When a girl turns 12 or 13, some families throw homegrown parties or big, elaborate, Super Sweet Sixteen-esque shindigs. In the Harris clan, the rites of passage for budding young women is permission to walk to the corner store with your girlfriends, carrying a pocketbook to church— and going to the salon to get your first perm.
It wasn’t just about getting your hair straightened, though. As far back as I could remember, some senior female relative had me and my cousins lined up in those hard-backed kitchen chairs, with a jar of Blue Magic on standby, for a one-on-one showdown with the hot comb in order to get spit-shined and spiffy for [insert name of holiday or special occasion]. We all came out with basically the same hairdo: half up in a ponytail, half down in the back with a big ol’ tight funnel of a bang smack dab in the middle of our foreheads. You knew a Harris girl a half a block away just from that super stiff church bang all balled up in the center of her dome like a brown Fruit Roll-up. We could hopscotch, double dutch, hide ‘n’ seek—that sturdy bang never once moved, dropped or shifted in the wind. Straight hair was nothing new. So getting a perm, to us anyway, wasn’t about achieving the illustrious look of white girl hair. It was about being almost grown enough to sit up in that hairdresser’s chair, shed those plaits and maze of barrettes, and rock an actual, honest-to-goodness hairstyle.
To me, hot combs and relaxers are part of Black culture. Like chitlins and hog maws and other residuals of our disenfranchisement, they can be looked down on as leftovers from years of oppression and marginalization. I get that.
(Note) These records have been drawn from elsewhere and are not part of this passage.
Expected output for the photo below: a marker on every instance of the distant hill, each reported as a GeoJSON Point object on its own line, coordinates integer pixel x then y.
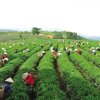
{"type": "Point", "coordinates": [7, 30]}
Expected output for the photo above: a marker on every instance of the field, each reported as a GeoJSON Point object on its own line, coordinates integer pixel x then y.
{"type": "Point", "coordinates": [74, 77]}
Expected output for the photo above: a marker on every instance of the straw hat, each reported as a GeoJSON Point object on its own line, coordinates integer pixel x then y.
{"type": "Point", "coordinates": [9, 80]}
{"type": "Point", "coordinates": [24, 75]}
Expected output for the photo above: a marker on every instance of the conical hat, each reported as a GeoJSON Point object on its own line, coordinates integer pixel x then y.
{"type": "Point", "coordinates": [9, 80]}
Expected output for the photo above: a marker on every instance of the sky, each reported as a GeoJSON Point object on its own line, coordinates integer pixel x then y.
{"type": "Point", "coordinates": [81, 16]}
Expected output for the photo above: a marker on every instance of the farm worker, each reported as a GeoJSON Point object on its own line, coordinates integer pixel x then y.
{"type": "Point", "coordinates": [68, 51]}
{"type": "Point", "coordinates": [42, 53]}
{"type": "Point", "coordinates": [4, 57]}
{"type": "Point", "coordinates": [29, 80]}
{"type": "Point", "coordinates": [3, 49]}
{"type": "Point", "coordinates": [55, 53]}
{"type": "Point", "coordinates": [41, 45]}
{"type": "Point", "coordinates": [1, 93]}
{"type": "Point", "coordinates": [52, 49]}
{"type": "Point", "coordinates": [1, 63]}
{"type": "Point", "coordinates": [59, 53]}
{"type": "Point", "coordinates": [63, 41]}
{"type": "Point", "coordinates": [98, 48]}
{"type": "Point", "coordinates": [7, 87]}
{"type": "Point", "coordinates": [27, 50]}
{"type": "Point", "coordinates": [16, 50]}
{"type": "Point", "coordinates": [79, 51]}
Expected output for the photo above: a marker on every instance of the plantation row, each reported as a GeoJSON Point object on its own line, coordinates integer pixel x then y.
{"type": "Point", "coordinates": [80, 74]}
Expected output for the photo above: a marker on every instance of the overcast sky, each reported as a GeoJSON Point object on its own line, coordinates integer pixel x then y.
{"type": "Point", "coordinates": [81, 16]}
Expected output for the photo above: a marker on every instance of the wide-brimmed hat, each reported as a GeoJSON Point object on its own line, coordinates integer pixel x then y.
{"type": "Point", "coordinates": [24, 75]}
{"type": "Point", "coordinates": [9, 80]}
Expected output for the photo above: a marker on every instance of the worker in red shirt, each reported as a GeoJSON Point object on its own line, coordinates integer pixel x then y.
{"type": "Point", "coordinates": [29, 80]}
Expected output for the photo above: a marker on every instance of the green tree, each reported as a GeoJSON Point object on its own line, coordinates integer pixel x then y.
{"type": "Point", "coordinates": [36, 30]}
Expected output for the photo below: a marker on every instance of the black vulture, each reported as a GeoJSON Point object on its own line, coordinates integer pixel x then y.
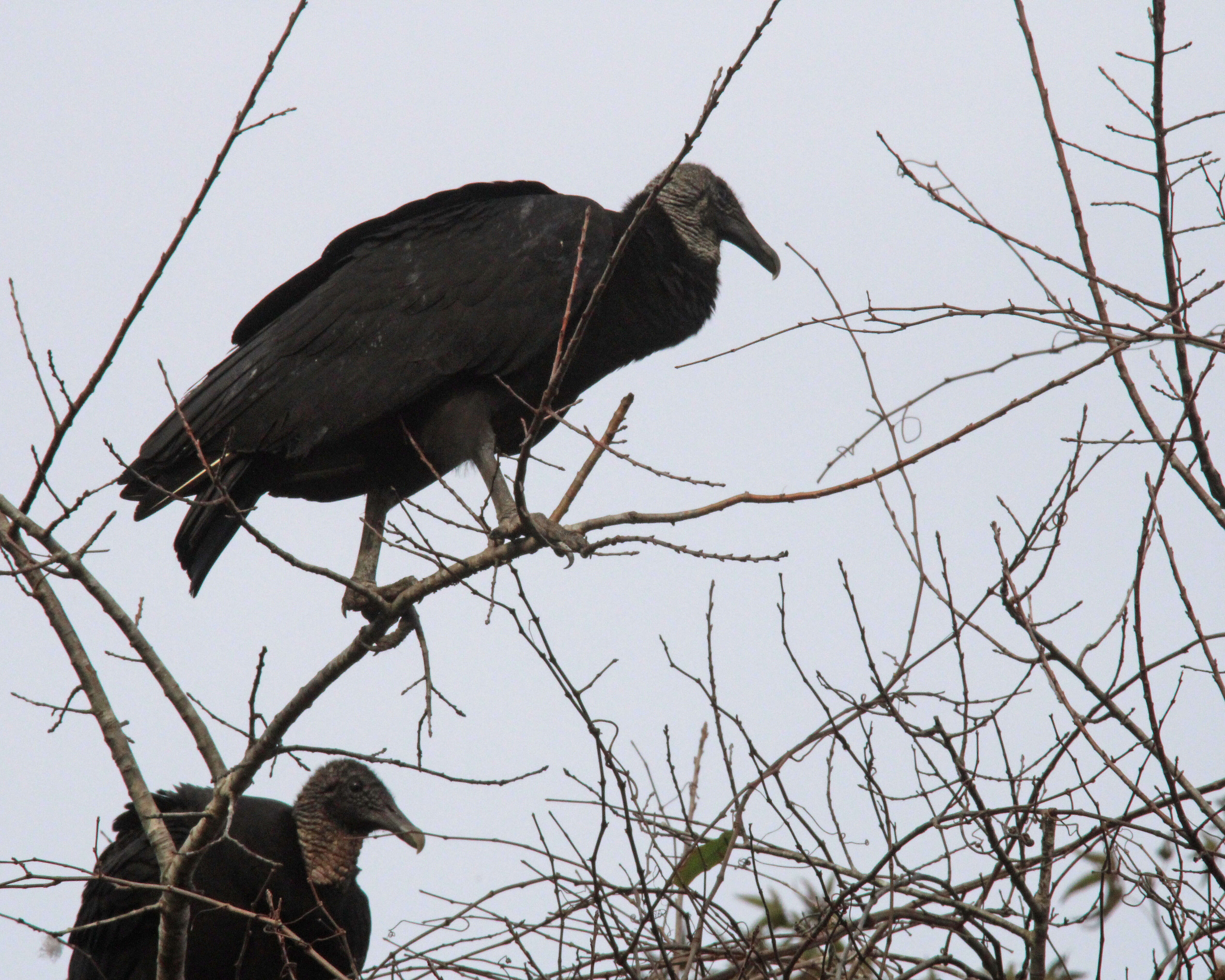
{"type": "Point", "coordinates": [427, 334]}
{"type": "Point", "coordinates": [302, 858]}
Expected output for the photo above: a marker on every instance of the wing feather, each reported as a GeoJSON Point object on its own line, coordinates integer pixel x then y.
{"type": "Point", "coordinates": [476, 291]}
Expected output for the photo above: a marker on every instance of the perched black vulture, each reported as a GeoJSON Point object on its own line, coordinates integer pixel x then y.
{"type": "Point", "coordinates": [412, 328]}
{"type": "Point", "coordinates": [304, 857]}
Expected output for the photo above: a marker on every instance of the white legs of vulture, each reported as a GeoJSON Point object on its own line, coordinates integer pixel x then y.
{"type": "Point", "coordinates": [559, 538]}
{"type": "Point", "coordinates": [375, 520]}
{"type": "Point", "coordinates": [563, 541]}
Maybe it’s those kinds of fond memories that keep me from being completely repulsed by the idea of (and process for) having straightened hair. To me, hot combs and relaxers are part of Black culture. Like chitlins and hog maws and other residuals of our disenfranchisement, they can be looked down on as leftovers from years of oppression and marginalization. I get that. I get that our people were drilled with the deprecating idea that our hair isn’t beautiful, that “nappy” and “kinky” and “coarse” were all derogatory words thrown at our heads to drive home the ugliness we were supposed to feel, that in order for our locks to be considered “good” they had to lay flat and slick and smooth and tame (which, by the way, my hair was not and has never been, with or without a doggone perm). And I know some people unfortunately still feel like that. I could scream every time I hear someone—in 2009, now—imply that “pretty hair” is only the kind that moves fluidly when you shake your head around.
I’m so excited to see so many sisters shed their same ol’, same ol’ wraps and rollers sets and get creative with the crown of gorgeous hair that they were born with.
So I’m so excited to see so many sisters shed their same ol’, same ol’ wraps and rollers sets and get creative with the crown of gorgeous hair that they were born with. In fact, within the last five or so years, most of the ladies around me, from my mom to my sister to three of my best friends, have all gone natural, back to the way their hair was before six-to-eight-week touch-ups and purposely not scratching in fear of the sizzling burn that happens when chemicals seep into those itched spots. (Child, I’m cringing just at the thought of it.)
I don’t feel compelled to cut out my perm in order to prove my authenticity to or dedication for my Blackness.
At the same time, I don’t feel compelled to cut out my perm in order to prove my authenticity to or dedication for my Blackness. If I do grow it out—and I suspect I probably will, at some point—it won’t be for that reason because it’s about what’s in my head, not on it, that makes me a conscious sister. Once upon a time, I was in a graduate program in one of the most respected African American Studies departments in the country. Needless to say, all of the students were, on the outside anyway, super militant, all dishekis and “brother this” and “sista that”—and of course, capped off with all kinds of beautiful locs, afros and twists. I was the only person in the department with chemically processed hair (save the secretary, who made it quite clear that she was there to work, not start a revolution). I became an outcast of sorts because I was—at least in their minds—playing into the mental conditioning they were supposedly fighting so hard to reverse. We won’t talk about how Baby Afrika Bambaatta turned out to be shacking up with a white girl named Amy or how the power-to-the-people soul sistas talked about me, a fellow Black queen, every time I breathed oxygen. That was irrelevant. With my hair permed, I couldn’t really be down for the cause and to them, that made me a sellout.
After that experience, I became even more determined to be unapologetic for perming my tresses. I, like my hair, relaxed. Years later, I’m still perming, still trying to get past that mid-shoulder length, still going to the Dominican shop every other Saturday for a fresh wash and set and a deep condition. I am admittedly ready for a change, but it’s not because I’ve had some sudden revelation like relaxer, bad; natural hair, better. Sistas have made an art of changing their look—between weaves, twists, locs, braids, colors, texturizers, perms, cuts and design, we really should have an ongoing exhibit up in somebody’s museum. As a creative person, I think I’m running out of things to do with my hair the way it is now. But if and when I do decide to go natural, I will never assume that my decision has given me one up on the Black hand side.